姜沁昀去拉沁微的手,以亲近而祈求的目色望住她:“若是有心算计,必然是早早拿到了我的笔记找人临摹的!我与妹妹自小一起长大,我如何会害你啊!”
沁微轻轻点了点头,没有说话,却是朝一旁端着托盘的小丫头看了一眼。
那两个丫头几乎要将脑袋垂到心口去了,大约是怕主子们盛怒之下牵连到了自己吧。
沁微起身,拿了另一只神情诡异的木偶娃娃,慢条斯理的摆弄着,不再搭理姜沁昀,径自扯开了话题:“太夫人的生辰八字。我猜猜,这个该不会是从大嫂的行云馆里搜出来的吧?”
瞥了姜元磊一眼,“毕竟,是太夫人一直没点头让侯爷为大哥上了册立世子的折子,对不对?”
五爷夫妇这才明白,自己儿子这句话竟是为了这会子做铺垫的!
恨不得上前赏他两个耳光。
五房的太平全叫这没出息的东西给搅合没了!
姜元磊心里不甘,满屋子的郎君与女郎,仿佛只有他是不配说话的,因为他是庶房的庶子,没有出身高贵的生母,没有门庭坚固的外家。
面对父亲怒目的视线,他只能把自己更缩进角落里些,嘴角扯起一抹尴尬与惶惑:“我胡说的,太夫人对大哥也如侯爷一般,是很看重的。”
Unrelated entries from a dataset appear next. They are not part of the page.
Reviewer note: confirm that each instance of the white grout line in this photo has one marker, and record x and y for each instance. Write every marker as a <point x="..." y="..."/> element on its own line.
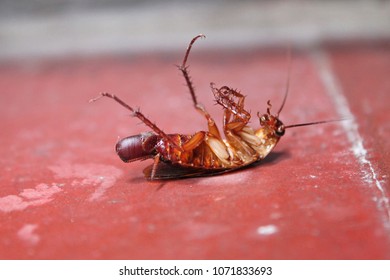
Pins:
<point x="351" y="129"/>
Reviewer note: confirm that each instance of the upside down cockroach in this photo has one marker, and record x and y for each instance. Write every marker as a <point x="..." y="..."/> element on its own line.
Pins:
<point x="205" y="153"/>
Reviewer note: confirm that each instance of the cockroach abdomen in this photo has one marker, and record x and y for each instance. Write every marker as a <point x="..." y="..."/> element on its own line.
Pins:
<point x="137" y="147"/>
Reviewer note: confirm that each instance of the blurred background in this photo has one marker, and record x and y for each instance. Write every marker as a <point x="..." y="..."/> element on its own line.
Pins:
<point x="63" y="27"/>
<point x="322" y="193"/>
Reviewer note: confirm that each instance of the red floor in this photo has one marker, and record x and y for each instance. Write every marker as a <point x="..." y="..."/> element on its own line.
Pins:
<point x="322" y="193"/>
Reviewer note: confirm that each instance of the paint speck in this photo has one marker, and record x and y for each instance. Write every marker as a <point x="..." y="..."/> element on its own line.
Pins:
<point x="267" y="230"/>
<point x="26" y="233"/>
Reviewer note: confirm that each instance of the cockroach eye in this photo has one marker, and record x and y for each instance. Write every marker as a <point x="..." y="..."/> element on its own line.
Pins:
<point x="280" y="131"/>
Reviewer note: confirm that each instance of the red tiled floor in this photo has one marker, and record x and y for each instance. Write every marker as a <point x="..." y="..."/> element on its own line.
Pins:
<point x="65" y="194"/>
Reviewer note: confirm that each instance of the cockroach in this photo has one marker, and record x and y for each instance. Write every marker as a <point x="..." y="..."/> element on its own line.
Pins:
<point x="205" y="153"/>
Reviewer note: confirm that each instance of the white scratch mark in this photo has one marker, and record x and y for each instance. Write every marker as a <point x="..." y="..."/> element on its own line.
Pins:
<point x="26" y="233"/>
<point x="100" y="176"/>
<point x="41" y="194"/>
<point x="351" y="129"/>
<point x="267" y="230"/>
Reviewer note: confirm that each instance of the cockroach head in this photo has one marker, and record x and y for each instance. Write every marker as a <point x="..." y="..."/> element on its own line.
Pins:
<point x="271" y="122"/>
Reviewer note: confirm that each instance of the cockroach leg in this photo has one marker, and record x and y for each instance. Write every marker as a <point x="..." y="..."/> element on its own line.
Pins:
<point x="140" y="116"/>
<point x="154" y="168"/>
<point x="213" y="129"/>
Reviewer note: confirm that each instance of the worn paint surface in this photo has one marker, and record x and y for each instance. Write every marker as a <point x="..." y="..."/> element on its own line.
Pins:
<point x="322" y="194"/>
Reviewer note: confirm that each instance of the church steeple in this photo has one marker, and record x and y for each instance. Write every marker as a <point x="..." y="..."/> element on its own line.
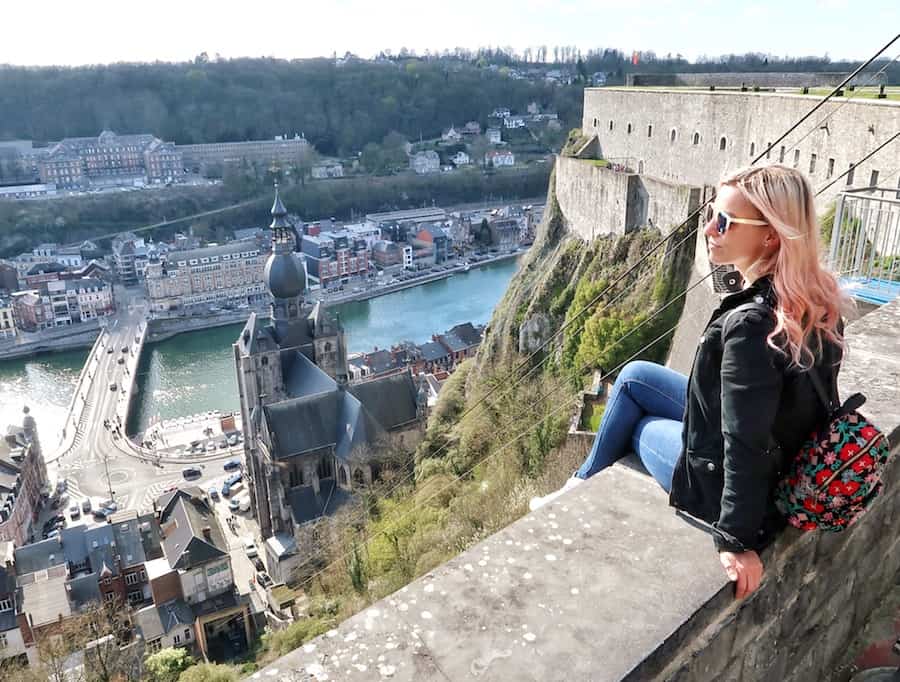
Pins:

蓝氏一直低垂的头终于抬了起来,目光落了落在繁漪的面上,眼底紧张与担忧一下子散去,取而代之的是压不住的阴毒。
看你还怎么得意!
侯爷睇了眼那木偶衣裳上诡异而神秘的梵文,看不懂,却也知道绝对不会是什么祝福的话:“这个从谁处搜来的?”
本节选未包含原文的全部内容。